Jährlich gibt das amerikanische Außenministerium einen Menschenrechtsbericht heraus. Nahezu alle Länder der Welt werden darin erfasst – auch Deutschland. „Generell“, ist dem Bericht zu entnehmen, „würden die Menschenrechte der Bürger respektiert.“ Allerdings heißt es bereits in der Einleitung, dass „die Regierung die Rede-, Presse-, Vereinigungs-, Versammlungsfreiheit für Neonazis und andere Gruppen, die sie für Extremisten hält“, einschränke.
Bevor Rechtsextremisten jetzt zum Jubel ansetzen und „Siehste!“ sagen: In dem Bericht wird auch deutlich, dass eine ganze Reihe an Menschenrechtsverletzungen vor allem aus Kreisen der „Neo-Nazis“ begangen wird. So ist dem Außenministerium nicht entgangen, dass NPD-Pressesprecher Klaus Beier Fußballnationalspieler Mesut Özil als „Plastedeutschen“ bezeichnet hat und auch nicht, dass von der NPD Briefe versandt wurden, in denen ein „Ausländerrückführungsbeauftragter“ deutsche Politiker mit Migrationshintergrund zur Heimreise auffordert.
Das Außenministerium listet dessen ungeachtet zahlreiche Verstöße auf. Im Abschnitt zur Pressefreiheit wird die Beschlagnahmung der „Zeitungszeugen“ genannt. Dass diese allerdings vor allem deshalb beschlagnahmt wurden, weil ein Verstoß gegen das Urheberrecht vorgelegen haben soll, wird in dem nur stichpunktartigen Bericht nicht erwähnt. Ein Verstoß gegen die Pressefreiheit kann demnach in diesem Punkt nicht vorgelegen haben.

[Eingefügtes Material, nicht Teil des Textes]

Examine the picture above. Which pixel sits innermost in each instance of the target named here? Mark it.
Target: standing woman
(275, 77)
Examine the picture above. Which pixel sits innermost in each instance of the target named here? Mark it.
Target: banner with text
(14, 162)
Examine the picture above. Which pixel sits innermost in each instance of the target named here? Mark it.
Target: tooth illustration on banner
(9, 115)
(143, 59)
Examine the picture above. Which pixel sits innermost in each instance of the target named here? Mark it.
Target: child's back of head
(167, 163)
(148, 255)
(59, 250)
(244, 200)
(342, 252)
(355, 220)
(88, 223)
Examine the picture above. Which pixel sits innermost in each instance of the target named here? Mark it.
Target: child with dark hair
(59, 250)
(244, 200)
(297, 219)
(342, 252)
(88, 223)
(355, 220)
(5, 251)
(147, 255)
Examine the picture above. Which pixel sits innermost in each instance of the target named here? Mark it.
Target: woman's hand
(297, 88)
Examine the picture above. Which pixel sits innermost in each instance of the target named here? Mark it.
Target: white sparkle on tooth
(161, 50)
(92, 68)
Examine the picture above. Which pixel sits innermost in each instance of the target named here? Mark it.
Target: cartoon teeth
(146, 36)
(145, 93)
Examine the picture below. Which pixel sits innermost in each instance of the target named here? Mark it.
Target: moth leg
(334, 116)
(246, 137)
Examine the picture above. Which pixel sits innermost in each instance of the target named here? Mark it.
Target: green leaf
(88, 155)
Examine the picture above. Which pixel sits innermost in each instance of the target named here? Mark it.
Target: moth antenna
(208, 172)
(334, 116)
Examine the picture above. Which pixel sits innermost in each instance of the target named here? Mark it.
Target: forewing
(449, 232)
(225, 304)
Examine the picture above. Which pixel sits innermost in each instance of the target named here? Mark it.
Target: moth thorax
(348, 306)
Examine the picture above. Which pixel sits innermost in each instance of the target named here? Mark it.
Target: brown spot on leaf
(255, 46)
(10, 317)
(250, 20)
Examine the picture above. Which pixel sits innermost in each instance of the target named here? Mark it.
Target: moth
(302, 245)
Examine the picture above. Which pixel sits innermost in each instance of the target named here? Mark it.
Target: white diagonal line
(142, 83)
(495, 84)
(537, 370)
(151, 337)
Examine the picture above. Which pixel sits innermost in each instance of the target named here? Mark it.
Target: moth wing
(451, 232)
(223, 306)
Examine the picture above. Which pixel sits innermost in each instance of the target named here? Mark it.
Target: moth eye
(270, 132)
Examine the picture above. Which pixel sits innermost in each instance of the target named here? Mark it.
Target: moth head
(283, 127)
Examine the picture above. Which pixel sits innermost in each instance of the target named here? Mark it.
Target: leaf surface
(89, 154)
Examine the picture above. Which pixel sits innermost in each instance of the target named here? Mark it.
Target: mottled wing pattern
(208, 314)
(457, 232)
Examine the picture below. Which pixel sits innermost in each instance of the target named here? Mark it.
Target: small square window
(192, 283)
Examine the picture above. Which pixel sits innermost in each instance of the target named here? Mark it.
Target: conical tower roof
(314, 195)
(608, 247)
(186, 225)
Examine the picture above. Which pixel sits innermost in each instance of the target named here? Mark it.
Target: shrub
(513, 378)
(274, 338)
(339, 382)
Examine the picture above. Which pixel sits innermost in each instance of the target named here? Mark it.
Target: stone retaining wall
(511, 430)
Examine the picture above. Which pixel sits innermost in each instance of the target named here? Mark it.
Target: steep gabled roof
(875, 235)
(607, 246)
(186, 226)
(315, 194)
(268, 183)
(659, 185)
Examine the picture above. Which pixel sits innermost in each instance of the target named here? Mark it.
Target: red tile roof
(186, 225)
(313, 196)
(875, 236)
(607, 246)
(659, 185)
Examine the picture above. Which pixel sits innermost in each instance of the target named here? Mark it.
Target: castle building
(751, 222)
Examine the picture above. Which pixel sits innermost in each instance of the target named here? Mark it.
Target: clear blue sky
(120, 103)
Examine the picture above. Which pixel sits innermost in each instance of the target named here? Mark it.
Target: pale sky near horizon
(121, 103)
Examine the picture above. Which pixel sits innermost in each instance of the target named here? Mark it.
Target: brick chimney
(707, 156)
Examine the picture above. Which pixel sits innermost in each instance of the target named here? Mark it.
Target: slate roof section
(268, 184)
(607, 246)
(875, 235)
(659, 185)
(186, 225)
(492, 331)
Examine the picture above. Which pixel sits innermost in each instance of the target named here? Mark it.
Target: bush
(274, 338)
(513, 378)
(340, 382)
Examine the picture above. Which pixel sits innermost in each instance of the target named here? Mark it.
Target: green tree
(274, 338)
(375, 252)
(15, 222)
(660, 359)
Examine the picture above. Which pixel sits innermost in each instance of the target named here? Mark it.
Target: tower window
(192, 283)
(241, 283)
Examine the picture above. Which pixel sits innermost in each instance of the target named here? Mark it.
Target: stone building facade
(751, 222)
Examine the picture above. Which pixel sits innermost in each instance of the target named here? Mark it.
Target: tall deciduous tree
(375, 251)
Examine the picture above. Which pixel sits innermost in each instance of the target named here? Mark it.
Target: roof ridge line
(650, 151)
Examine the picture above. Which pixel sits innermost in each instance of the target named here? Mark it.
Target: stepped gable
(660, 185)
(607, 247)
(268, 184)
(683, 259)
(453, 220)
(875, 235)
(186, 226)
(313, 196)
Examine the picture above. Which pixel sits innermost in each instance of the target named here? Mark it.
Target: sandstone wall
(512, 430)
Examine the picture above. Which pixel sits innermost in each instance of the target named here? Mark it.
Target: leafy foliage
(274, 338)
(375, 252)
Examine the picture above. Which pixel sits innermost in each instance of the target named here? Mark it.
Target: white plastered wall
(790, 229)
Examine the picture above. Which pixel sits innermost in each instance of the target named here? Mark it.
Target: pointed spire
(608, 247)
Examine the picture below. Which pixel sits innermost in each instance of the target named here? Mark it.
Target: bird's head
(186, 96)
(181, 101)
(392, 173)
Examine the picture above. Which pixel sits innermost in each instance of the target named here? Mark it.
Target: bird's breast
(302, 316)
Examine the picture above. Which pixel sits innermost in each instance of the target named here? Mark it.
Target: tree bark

Pastörs’ Rede zur „Judenrepublik“ in Saarbrücken findet in dem Abschnitt zur „Redefreiheit“ Erwähnung. In Amerika undenkbar: Ein Verfahren gegen einen „right-wing extremist politician“, weil er sich abfällig über Juden und Türken äußert. Noch weniger vorstellbar: Eine sechsjährige Gefängnisstrafe für das Leugnen des Holocaust. Und so findet auch Horst Mahler Eingang in den Menschenrechtsreport des US-Außenministeriums.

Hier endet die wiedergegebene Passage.